Les bélagristes affaiblis plus que jamais, la droite à son plus haut

Pour le professeur Marcus Odwent, “on se retrouve dans une situation où le gouvernement est plus que jamais isolé politiquement, affaiblie et incapable d’agir. S’il arrive à tenir debout jusqu’aux élections qui arrivent, ce sera déjà une très bonne réussite politique, mais cela signifie que leur marge de manœuvre reste limitée, si ce n’est une méthode de gouvernance à coup de décret, ce qui est le plus probable, mais qui risque de ne pas enchanter l’opposition.

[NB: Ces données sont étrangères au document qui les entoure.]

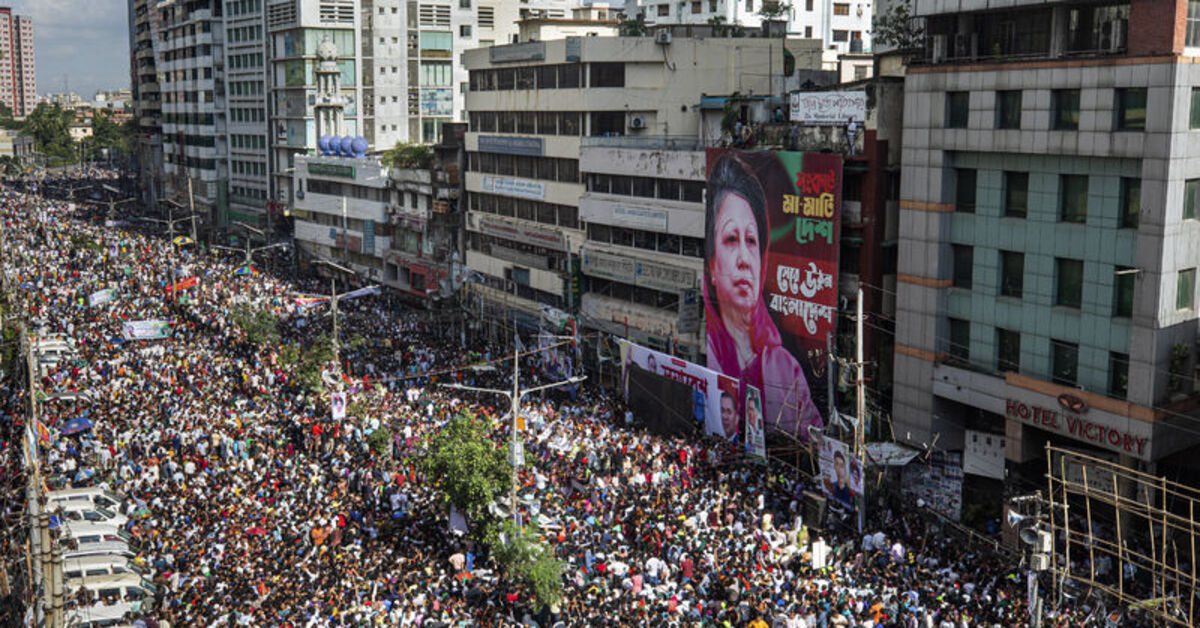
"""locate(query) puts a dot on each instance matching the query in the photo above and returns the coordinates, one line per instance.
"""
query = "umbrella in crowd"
(250, 504)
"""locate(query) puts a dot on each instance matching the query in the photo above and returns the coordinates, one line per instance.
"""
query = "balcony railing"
(645, 142)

De l’autre côté, la droite a réalisé une démonstration de force durant toute la journée du 5 juillet, démontrant également qu’elle n’a pas peur de jouer avec l’illégalité pour arriver à ses fins. Le départ des sénateurs à la fin des annonces de Simeon Belagri, l’intervention de Victor Hardenbor Jr. se transformant en meeting politique ou encore les ministres de droite qui suivent leurs collègues sénateurs dans leur sortie, en pleine séance, tous ces éléments enfreignent des lois ou des règlements, pouvant être des infractions graves pour certaines. Le Président fédéral et son chef du gouvernement n’ayant pas encore réellement sévi sur la question, cela démontre réellement l'affaiblissement politique de ces derniers et, j’en ai bien peur, leur capacité à gérer la situation pour les deux, voire trois derniers mois qui leur reste à faire. La droite vient de réaliser un coup de maître qui pourrait avoir déterminé la finalité des prochains scrutins, en août et en septembre. Il reste encore du temps, et donc autant d’occasion de voir le vent changer de direction, cela n’arrête pas d’arriver depuis quelques mois, mais je pense que les dés sont déjà jetés”.